Field Description Where it appears
VictimQuerySpanId Identifier of the query whose locks were broken Victim logs
BreakerQuerySpanId Identifier of the query that broke the locks Breaker logs
CurrentQuerySpanId Identifier of the query at the time of the error (may differ from the victim) Victim logs
VictimQuerySpanIds Array of identifiers of all victim queries Breaker DataShard logs
VictimQueryText SQL of the victim query that acquired the locks Victim SessionActor logs
BreakerQueryText SQL of the breaker query Breaker SessionActor logs
VictimQueryTexts All queries of the victim transaction Victim SessionActor logs
BreakerQueryTexts All queries of the breaker transaction Breaker SessionActor logs

Log analysis

Using the VictimQuerySpanId from the SDK error message, you can find all related events:

  1. Find the victim query: search for VictimQuerySpanId: <value from the error> in the logs — this shows which SELECT acquired the broken locks, with the query text in the VictimQueryText field.

  2. Find the breaker query: the breaker DataShard log's VictimQuerySpanIds field contains the same value.
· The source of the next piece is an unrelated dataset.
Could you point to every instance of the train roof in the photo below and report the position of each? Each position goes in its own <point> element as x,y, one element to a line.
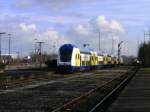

From this log, take BreakerQuerySpanId and find the breaker's SessionActor log — it contains BreakerQueryText with the full query text.

  3. Get full transaction context: VictimQueryTexts and BreakerQueryTexts contain all queries of the respective transactions in execution order.

find_tli_chain utility

For automatic TLI log analysis, the YDB repository includes the find_tli_chain.py utility.

This utility takes the following parameters:

  • VictimQuerySpanId - identifier of the broken query from the SDK error message;
  • LogFile - name of the log file for log analysis.

It is assumed that TLI logging was previously enabled in the configuration, log files were collected from database nodes and merged into one file.

python3 find_tli_chain.py <VictimQuerySpanId> <LogFile>

Example:

python3 find_tli_chain.py 1111111111111111 ydb.log
================================================
  TLI Chain
================================================

VictimQuerySpanId: 1111111111111111

VictimQueryText: SELECT * FROM Orders WHERE OrderId = 42

BreakerQuerySpanId: 2222222222222222

BreakerQueryText: UPDATE Orders SET Status = 'done' WHERE OrderId = 42

================================================
  VictimTx
================================================

SELECT * FROM Orders WHERE OrderId = 42

UPDATE Orders SET Amount = 100 WHERE OrderId = 42

================================================
  BreakerTx
================================================

UPDATE Orders SET Status = 'done' WHERE OrderId = 42

The utility outputs:

  • TLI ChainVictimQuerySpanId, VictimQueryText, BreakerQuerySpanId, BreakerQueryText;
  • VictimTx — all queries of the victim transaction in execution order;
  • BreakerTx — all queries of the breaker transaction.

Additional parameters:

Parameter Description
--window-sec N Time window for searching around the event (default: 10 s)
--no-color Disable colored output

Note

The utility correctly handles unsorted and mixed log files: filtering is based on timestamp values, not line positions.